Secretos arbitrarios
El blindaje de la diplomacia española a la publicación de documentos es antidemocrático


Que la diplomacia requiere de una cierta confidencialidad, nadie lo duda. Pero tampoco hay que exagerar. Los historiadores y los ciudadanos tienen derecho a conocer lo ocurrido hace 20 o 30 años, y a saber algo más sobre cómo se gestionan los asuntos de nuestros días. Sin embargo, a raíz de las filtraciones en 2008 de los documentos de Guantánamo, sobre los vuelos de la CIA que autorizó el Gobierno de Aznar, y justo antes de los Wikileaks que en el otoño de 2010 pusieron al descubierto miles de telegramas diplomáticos de EE UU y que revelaron mucho sobre la diplomacia española, ésta se blindó.
Fue el ministro Moratinos quien entonces impulsó un acuerdo del Consejo de Ministros, que se ha dado a conocer casi dos años después, para clasificar como secretas o reservadas determinadas materias, de una forma tan amplia que está haciendo imposible la labor de los historiadores. España, a diferencia de muchos otros países, carece de una norma oficial para desclasificar documentos, o de una ley para forzar a las Administraciones Públicas a revelar algún papel del que se tenga conocimiento.

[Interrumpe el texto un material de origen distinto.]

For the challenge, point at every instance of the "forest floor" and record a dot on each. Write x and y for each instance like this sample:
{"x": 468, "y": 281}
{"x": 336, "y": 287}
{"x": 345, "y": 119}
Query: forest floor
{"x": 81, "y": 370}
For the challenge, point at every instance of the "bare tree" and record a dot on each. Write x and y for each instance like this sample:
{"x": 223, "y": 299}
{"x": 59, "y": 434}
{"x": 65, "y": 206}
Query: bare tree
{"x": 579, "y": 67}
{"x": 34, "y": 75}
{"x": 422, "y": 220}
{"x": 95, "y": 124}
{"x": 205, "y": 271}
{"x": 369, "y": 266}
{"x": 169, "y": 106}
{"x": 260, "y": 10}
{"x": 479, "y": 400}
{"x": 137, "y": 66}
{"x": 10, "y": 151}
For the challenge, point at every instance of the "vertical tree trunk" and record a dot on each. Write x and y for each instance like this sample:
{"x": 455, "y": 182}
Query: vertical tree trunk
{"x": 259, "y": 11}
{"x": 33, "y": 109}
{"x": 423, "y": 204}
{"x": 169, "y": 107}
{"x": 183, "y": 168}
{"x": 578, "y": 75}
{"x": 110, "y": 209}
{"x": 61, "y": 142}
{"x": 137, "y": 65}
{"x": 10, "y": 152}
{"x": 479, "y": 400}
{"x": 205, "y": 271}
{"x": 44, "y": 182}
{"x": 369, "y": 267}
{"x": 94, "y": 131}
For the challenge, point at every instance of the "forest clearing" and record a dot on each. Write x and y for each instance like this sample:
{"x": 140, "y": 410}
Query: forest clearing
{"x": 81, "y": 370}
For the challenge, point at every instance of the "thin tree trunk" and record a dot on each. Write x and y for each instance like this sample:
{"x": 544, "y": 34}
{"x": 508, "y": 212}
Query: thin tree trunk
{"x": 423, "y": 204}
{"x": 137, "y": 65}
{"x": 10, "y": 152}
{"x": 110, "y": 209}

Hasta ahora se actuaba con flexibilidad y cierta sensatez. Pero la norma, de la que el anterior Gobierno no informó cuando la aprobó, es un paso atrás. Los historiadores tienen que ir a Berlín, a Londres o a Washington para enterarse de la opinión del Gobierno español respecto a China en los años ochenta, o a la desaparición de la República Democrática Alemana. Este exceso de secretismo, en nombre de la seguridad y la protección de las posiciones negociadoras de España, raya en lo ridículo.
Lamentablemente, el borrador de la futura Ley de Transparencia impulsada por el PP no cambia nada en la materia. El Gobierno se puede amparar en las mismas excepciones, o en el silencio administrativo. Lo que España necesita es dejar atrás el concepto de Ley de Secretos Oficiales, incluso la idea de transparencia, y avanzar hacia una ley de libertad de información, que, además, imponga un límite claro y razonable para la desclasificación de documentos oficiales. Depender de la arbitrariedad del Gobierno o del funcionario de turno es antidemocrático.